シュア・ジャパンは10月23日、密閉型ヘッドフォンの新しいフラグシップモデル「SRH1540」を発表した。スタジオユースからコンシューマーまで幅広い利用シーンを想定したプレミアムモデルだ。12月下旬に発売する予定で、価格はオープン。店頭では5万円前後になる見込みだ。
SRH1540はシュアお得意の密閉型だが、振動板からハウジングのキャップ、イヤーパッドなど、各所に新しい素材を積極的に採用して音質と使用感の両面にアプローチした。
来日した米Shureのプロダクト・マネジャー、Michael Johns氏によると、中でも注目は、振動板に初めて採用した“PEEK”(Poly Ether Ether Ketone:ポリエーテルエーテルケトン)樹脂。PEEKは、従来のPC/ABSやPP(ポリプロピレン)に比べて耐久性に優れ、曲げや折れにも強いという。また汗などが付着しても性能に影響が出にくい“耐薬品性”、温度や湿度の変化に性能が左右されにくい“環境耐性”も併せ持つ。
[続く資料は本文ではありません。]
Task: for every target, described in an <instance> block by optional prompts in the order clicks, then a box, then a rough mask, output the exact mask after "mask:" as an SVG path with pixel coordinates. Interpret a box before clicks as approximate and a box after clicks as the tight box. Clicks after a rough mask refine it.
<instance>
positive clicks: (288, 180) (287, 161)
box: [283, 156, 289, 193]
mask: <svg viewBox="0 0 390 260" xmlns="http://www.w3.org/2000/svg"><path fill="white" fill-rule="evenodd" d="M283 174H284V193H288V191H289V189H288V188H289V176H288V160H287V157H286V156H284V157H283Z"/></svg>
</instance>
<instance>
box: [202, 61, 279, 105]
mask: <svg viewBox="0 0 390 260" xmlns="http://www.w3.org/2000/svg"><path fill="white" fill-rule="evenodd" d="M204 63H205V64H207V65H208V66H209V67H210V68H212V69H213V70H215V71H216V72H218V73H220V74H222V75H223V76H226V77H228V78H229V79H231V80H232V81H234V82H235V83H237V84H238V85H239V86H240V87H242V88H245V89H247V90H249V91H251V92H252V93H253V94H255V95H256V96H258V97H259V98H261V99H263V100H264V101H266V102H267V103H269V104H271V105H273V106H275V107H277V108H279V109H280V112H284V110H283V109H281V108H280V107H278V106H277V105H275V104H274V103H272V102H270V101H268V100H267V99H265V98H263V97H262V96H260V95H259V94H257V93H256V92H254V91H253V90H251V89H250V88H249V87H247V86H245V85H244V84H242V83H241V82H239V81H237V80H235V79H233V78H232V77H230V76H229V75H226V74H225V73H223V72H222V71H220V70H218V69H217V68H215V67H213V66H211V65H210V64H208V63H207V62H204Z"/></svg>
「この素材を6マイクロメートルほどの薄さに加工する技術を持つ企業があり、ダイヤフラム(振動板)に使うことができるようになった。振動板は、薄くすることで良好なレスポンスと正確な音の再生が可能になる」(Johns氏)。同社ではフィルム状にしたPEEKを「APTIV(アプティブ)フィルム」と呼ぶ。
イヤーパッドには、人工皮革のAlcantara(アルカンターラ)を採用した。もともとスペインのアルカンターラと日本の東レが、ランボルギーニなどイタリア製高級車のシートに使うために共同開発したもので、形状復元性に優れ、快適な装着感と遮音性も兼ね備えている。耳をすっぽりと包むサーカムオーラル式(アラウンドイヤー型)のイヤーパッドは、「ゆっくりと柔らかく耳にフィットし、ゴシゴシと水洗いしても大丈夫なくらい丈夫だ」(同氏)。
ヘッドバンドは、プロテインを配合して質感を向上した合皮「プロテインレザー」製。またヨーク部分には「SRH1840」と同様、航空機にも使われるほど剛性の高い「6061-T6」アルミ素材を使用している。ただし、表面処理をアルマイト加工に変更して、よりシルバーに近い色に仕上げたほか、バネ機構付きのアジャスターを導入して使い勝手を向上させた。
外観の印象を決めるハウジングのキャップ部分は、UVコーティングを施したカーボンファイバーだ。Johns氏は、「見た目の良さに加え、弾性のある素材がヘッドフォンの“鳴り”を抑えてくれる」と解説。このキャップは、クロームメッキリングでアウターキャップアッセンブリに固定されるが、このパーツも蜘蛛の巣のような形状として効率よく“鳴り”を抑えるという。